The money to pay for them is raised from community contributions and kidnap ransoms. “General Opopo in Muyenge used to supply us with ‘sticks’ [Danish guns],” he said. “When there were new supplies, he would bring them to our camp in Muyuka. By the time I deserted the camp in late 2018, General Opopo was selling one Danish gun for about FCFA 900,000 [$1,526].” General Opopo is affiliated to the Southern Cameroons Defence Forces, one of the tens of armed separatist groups operating in the North West and South West regions. It is easy to buy arms in Cameroon, says Tapang Ivo Tanku, a US-based spokesperson for separatist group Ambazonia Defence Forces (ADF). “We are well-coordinated, especially those of us in the diaspora. We regularly raise funds for weapons. We also do a lot of lobbying with international partners, who I will not identify further.
In addition, we take advantage of the very weak political system, which has been a hallmark of La Republique [du Cameroun] and allows for the fluid movement of arms,” Tanku told Africa in Fact. Government soldiers who provide rebels with guns and bullets are prepared to do the trade because “they are very broke”, he says. The claim cannot be entirely ruled out. In May 2018, a police inspector in charge of the armory of the Mutengene Police College was suspended on charges that he was selling bullets to armed separatists. Tanku insisted the ADF had a right to carry arms. “We don’t see any crime carrying guns to protect our women and children,” he said. The ADF would acquire tanks, rocket propelled grenades and explosives to ramp up its offensive against the Biya regime, he said, adding that the ADF would try to respect the Geneva Convention.

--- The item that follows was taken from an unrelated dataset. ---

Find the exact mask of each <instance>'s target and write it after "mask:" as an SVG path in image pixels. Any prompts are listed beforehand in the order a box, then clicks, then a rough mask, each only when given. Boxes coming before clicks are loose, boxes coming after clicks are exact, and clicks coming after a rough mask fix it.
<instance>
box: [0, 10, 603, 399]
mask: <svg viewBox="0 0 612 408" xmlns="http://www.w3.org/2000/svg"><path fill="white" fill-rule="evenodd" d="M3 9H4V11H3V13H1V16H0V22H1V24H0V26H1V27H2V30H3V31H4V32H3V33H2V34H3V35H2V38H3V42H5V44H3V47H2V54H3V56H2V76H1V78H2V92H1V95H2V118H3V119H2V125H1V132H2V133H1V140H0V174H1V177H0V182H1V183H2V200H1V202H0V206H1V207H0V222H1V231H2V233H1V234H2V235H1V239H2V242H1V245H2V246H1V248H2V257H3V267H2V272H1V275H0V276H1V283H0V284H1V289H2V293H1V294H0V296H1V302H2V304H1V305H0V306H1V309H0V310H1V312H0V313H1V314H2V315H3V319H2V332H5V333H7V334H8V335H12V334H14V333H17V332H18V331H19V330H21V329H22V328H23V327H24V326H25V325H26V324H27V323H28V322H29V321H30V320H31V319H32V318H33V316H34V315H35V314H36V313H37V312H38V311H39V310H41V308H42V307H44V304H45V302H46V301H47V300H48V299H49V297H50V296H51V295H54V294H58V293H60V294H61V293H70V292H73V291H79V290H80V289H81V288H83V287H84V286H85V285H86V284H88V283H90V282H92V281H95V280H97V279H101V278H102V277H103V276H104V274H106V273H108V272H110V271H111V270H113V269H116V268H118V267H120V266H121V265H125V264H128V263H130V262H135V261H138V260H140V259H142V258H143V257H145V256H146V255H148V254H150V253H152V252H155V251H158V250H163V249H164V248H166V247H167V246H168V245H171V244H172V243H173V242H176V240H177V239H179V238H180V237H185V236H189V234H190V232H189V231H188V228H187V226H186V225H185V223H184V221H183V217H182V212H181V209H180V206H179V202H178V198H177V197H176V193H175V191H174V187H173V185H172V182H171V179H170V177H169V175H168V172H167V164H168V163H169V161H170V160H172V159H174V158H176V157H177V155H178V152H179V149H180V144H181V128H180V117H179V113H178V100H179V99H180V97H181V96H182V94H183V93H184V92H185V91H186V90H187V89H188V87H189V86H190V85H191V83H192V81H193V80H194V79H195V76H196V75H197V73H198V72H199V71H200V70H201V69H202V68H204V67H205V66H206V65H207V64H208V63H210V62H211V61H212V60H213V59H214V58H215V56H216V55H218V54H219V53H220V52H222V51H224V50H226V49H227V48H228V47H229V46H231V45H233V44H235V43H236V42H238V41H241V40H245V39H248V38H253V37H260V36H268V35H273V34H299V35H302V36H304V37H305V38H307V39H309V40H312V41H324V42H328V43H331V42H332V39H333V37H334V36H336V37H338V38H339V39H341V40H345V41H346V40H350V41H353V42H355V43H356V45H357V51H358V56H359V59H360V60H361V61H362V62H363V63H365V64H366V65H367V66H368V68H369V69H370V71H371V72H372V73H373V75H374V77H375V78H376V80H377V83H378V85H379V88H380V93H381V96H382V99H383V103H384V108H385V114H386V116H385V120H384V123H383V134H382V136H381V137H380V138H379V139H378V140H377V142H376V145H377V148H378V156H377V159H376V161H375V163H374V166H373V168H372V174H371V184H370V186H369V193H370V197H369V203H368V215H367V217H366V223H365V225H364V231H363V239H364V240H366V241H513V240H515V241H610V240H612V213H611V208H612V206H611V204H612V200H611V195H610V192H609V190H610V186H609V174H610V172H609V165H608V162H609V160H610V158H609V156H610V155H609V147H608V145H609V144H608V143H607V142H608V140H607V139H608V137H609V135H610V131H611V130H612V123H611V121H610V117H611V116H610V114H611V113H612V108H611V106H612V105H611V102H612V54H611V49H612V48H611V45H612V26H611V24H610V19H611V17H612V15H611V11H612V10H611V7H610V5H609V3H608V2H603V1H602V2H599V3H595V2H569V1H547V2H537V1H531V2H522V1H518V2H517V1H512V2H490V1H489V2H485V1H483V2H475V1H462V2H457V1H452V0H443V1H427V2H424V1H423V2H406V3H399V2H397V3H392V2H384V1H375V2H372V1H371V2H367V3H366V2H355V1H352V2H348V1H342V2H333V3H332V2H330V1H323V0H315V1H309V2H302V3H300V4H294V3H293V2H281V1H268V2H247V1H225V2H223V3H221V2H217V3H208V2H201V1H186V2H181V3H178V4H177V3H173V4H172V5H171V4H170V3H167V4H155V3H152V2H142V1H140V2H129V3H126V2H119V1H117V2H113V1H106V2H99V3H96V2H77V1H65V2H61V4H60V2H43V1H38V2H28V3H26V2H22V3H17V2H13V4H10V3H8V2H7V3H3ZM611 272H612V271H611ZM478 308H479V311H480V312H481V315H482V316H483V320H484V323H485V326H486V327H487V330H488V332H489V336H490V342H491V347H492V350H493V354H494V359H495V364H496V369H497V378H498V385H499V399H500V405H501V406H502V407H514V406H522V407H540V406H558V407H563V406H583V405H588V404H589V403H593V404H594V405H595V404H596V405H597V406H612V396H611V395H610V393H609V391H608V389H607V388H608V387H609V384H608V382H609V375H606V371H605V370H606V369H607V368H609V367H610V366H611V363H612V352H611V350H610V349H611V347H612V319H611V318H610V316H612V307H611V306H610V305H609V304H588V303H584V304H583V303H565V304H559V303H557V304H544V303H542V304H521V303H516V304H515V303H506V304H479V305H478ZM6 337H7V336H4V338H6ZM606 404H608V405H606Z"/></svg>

The emergence of arms other than those used by the Cameroon armed forces does suggest that separatists are importing weapons themselves, rather than taking them from government forces. Moreover, some of the parts found in captured arsenals suggest that fighters may be making their own weapons. All these developments indicate uncertain times may lie ahead for Cameroon. Government officials, including Minister of Territorial Administration Paul Atanga Nji, have repeatedly insisted that the form of the state is non-negotiable. The government appears to be determined not to grant concessions on significant structural change, the key demand of the activists. Both the separatists and the government forces are acquiring more arms, and recruitment into the Cameroon army is increasing, says Tanto. He predicts that other regions will seek to change their status or are preparing for armed struggle.
“With the failure of the national dialogue initiated by government, and its refusal to discuss changing the form of the state to give special status to English speaking regions, the future of Cameroon is doomed,” he says.